Why is a book on relationships recommended for aspiring impact entrepreneurs and donors? John Gottman and his wife Julie have rightfully become legends in couples therapy as they systematically studied couples who survived decades together to see what they had in common. It turns out a lot. Their research also can predict which couples will divorce and why.

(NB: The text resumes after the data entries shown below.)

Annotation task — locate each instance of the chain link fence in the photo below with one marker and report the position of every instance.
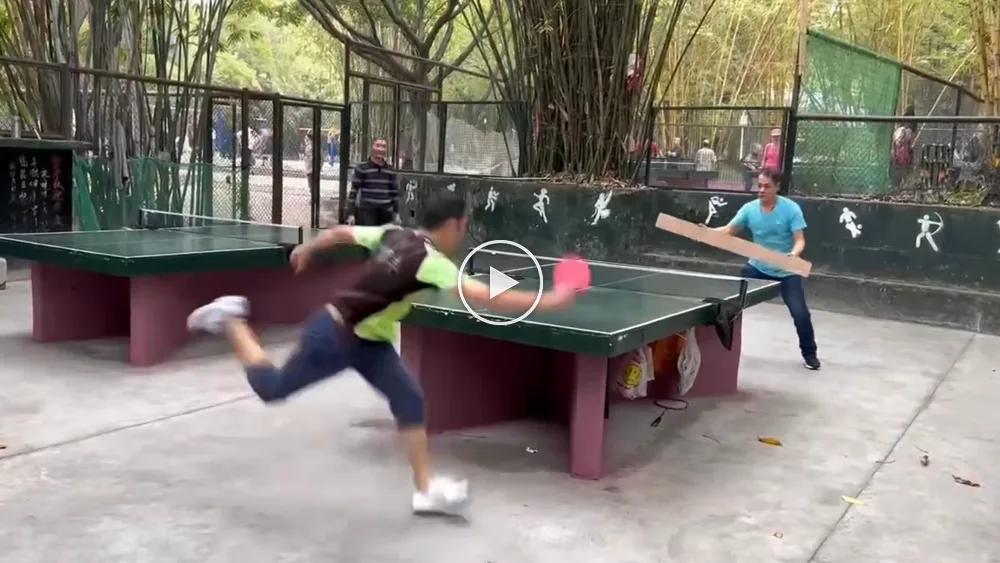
(711, 147)
(174, 146)
(929, 159)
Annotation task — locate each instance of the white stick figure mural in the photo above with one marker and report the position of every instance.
(539, 206)
(714, 203)
(491, 199)
(601, 210)
(925, 230)
(847, 219)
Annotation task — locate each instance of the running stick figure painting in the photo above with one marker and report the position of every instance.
(491, 199)
(601, 210)
(714, 204)
(925, 233)
(543, 199)
(847, 219)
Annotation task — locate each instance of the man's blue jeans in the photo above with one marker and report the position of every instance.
(794, 294)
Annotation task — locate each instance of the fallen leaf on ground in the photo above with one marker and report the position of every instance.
(965, 482)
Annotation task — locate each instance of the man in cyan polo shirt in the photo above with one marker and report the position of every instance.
(776, 222)
(374, 197)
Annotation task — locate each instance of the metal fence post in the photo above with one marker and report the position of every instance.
(66, 93)
(277, 160)
(245, 156)
(442, 133)
(314, 173)
(345, 162)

Their methods have the highest clinical efficacy among major couples treatment methods. The communication tools they recommend have applicability far beyond romantic relationships. What makes your relationship last for decades (or implode) will be the same for your business, employment, friendship, and client relationships. The book is really, what makes human relationships last. (Bonus question answered in the trainings: what secret do the world’s leading marriage counselors and a former FBI hostage negotiator know about the most important skill in life you probably do not know?)